Já os galeristas de arte contemporânea contam que a estratégia de agora é a mesma das outras edições da SP-Arte. Misturas de nomes históricos e contemporâneos e seleções com preços variados, começando nos R$ 20 mil e chegando às centenas de milhares de reais, são lembradas por Alexandre Gabriel, da Fortes d’Aloia & Gabriel, e Alexandre Roesler, da Nara Roesler.

E mesmo se a crise econômica e sanitária não permite alimentar grandes expectativas, e as obras vistas na tela do computador têm bem menos charme do que ao vivo, eles se dizem esperançosos.

Afinal, argumentam, os quase seis meses que se passaram desde o início da pandemia no país fizeram deste um bom momento para a feira, com o mercado aos poucos voltando a se movimentar.

Além disso, dizem que a SP-Arte rende bons resultados historicamente, já que mesmo clientes fiéis tendem a ficar mais entusiasmados com a intensa agenda de conversas e exposições —ainda que num volume menor, isso também migrou para o online.

Lucas Cimino, da galeria Zipper, afirma que o peso do nome e os mais de 15 anos de experiência tornam o potencial de sucesso da SP-Arte maior do que o das outras feiras virtuais dos últimos meses, como a Not Cancelled e a Arte da Quarentena, da ArtSoul.

Ao contrário delas, diz o galerista, a feira mantém contato com uma ampla rede de colecionadores e investiu na plataforma. Sua interface, aliás, lembra aquela desenvolvida pelo conglomerado Art Basel e permite buscas personalizadas e visualizações das obras numa escala humana, além de incluir textos, vídeos e áudios explicativos nos estandes das galerias.

“Se vai dar certo ou não, não sei. Mas acredito ser a melhor tentativa possível”, diz Cimino.

As ferramentas da plataforma virtual não serão as únicas armas das galerias para seduzir colecionadores indecisos.

A Fortes d’Aloia & Gabriel instalou obras num apartamento e fotografou o ambiente, no que definiu como um “convite ao prazer sensorial”. Luciana Brito, Casa Triângulo e Nara Roesler mostram as mesmas obras nos seus estandes virtuais e nos seus espaços físicos, que podem ser visitados com hora marcada. Roesler ainda montou no seu site apresentações de cada um dos 14 artistas que expõe na feira.

E se as vendas continuam no centro do evento, ele não deixa de ser uma oportunidade de ver o que os artistas vêm criando durante a quarentena. Seguindo a tradição do evento físico, muitos galeristas pedem aos seus representados obras inéditas.

Em alguns dos estandes, isso significou trabalhos diretamente ligados ao sombrio cenário do coronavírus no país.

É o caso da mochila idêntica à carregada pelos entregadores de aplicativos de Marcelo Cidade na galeria Vermelho.

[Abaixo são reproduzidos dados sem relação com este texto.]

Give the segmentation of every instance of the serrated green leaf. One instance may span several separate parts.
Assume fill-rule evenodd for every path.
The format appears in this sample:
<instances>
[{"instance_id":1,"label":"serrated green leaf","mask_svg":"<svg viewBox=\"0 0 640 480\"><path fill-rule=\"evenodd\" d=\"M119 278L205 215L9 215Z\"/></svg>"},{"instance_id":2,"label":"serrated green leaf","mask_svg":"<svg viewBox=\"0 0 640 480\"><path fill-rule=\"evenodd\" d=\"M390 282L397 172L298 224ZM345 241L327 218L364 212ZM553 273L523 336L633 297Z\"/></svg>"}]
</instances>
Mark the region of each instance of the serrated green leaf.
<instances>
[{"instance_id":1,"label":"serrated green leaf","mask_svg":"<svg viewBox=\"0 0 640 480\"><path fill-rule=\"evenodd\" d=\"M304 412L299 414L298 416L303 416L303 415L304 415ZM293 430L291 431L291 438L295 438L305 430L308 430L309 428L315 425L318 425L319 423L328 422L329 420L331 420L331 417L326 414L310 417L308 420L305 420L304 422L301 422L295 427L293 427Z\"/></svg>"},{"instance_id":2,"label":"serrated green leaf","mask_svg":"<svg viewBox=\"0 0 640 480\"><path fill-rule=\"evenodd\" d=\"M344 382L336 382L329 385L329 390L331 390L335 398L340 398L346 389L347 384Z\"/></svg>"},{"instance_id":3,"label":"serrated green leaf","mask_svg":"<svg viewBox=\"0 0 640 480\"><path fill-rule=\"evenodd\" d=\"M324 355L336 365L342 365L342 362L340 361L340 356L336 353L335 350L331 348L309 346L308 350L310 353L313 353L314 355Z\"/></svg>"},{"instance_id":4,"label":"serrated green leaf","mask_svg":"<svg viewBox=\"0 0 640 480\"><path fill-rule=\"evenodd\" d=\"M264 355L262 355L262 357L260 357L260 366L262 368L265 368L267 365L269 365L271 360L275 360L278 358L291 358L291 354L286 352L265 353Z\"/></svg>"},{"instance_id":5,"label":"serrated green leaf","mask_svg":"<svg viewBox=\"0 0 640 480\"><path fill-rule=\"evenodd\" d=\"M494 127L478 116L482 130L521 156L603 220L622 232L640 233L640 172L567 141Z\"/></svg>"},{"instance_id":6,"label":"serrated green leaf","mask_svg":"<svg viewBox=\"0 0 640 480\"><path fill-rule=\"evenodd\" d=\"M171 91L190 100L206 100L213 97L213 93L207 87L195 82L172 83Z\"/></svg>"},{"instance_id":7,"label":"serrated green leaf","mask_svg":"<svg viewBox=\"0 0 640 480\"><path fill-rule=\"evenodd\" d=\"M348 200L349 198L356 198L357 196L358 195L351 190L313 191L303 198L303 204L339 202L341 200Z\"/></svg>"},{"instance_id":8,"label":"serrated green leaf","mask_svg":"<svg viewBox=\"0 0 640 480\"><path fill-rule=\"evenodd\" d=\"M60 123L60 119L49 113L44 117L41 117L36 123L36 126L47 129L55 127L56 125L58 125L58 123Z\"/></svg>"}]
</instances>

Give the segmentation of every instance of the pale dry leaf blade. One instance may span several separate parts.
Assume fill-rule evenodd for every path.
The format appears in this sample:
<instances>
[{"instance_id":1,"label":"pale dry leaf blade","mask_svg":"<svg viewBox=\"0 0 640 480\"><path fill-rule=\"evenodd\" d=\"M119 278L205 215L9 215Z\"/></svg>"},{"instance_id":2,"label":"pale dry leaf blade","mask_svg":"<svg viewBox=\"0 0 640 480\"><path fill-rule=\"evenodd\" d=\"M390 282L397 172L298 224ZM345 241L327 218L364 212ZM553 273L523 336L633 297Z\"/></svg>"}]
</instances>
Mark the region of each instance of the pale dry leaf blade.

Ou de “Bandalha” de André Parente, apresentada no estande da galeria Jaqueline Martins. A obra consiste numa bandeira do Brasil em que as linhas foram substituídas por frases que chamaram atenção no noticiário recente —o lema de ordem e progresso, por exemplo, foi substituído pela frase “é só uma gripezinha”.

bandeira do brasil em preto com delineado com frases de Bolsonaro sobre o coronavírus em amarelo
'Bandalha #4', obra de André Parente de 2020 exibida no estande da Galeria Jaqueline Martins da edição virtual da SP-Arte - Divulgação

Martins diz que essa é também uma brecha para desviar os olhos do público e da crítica das questões que o mercado de arte enfrentou na quarentena para as obras de fato, o que torna o evento relevante.

“Espero muito vender, meus colegas também”, ela afirma. “Mas, sem falso romantismo, talvez a melhor oportunidade que a SP-Arte possa nos trazer é reconectar a nossa comunidade e trazer pautas que não sejam sobre os problemas dos últimos meses.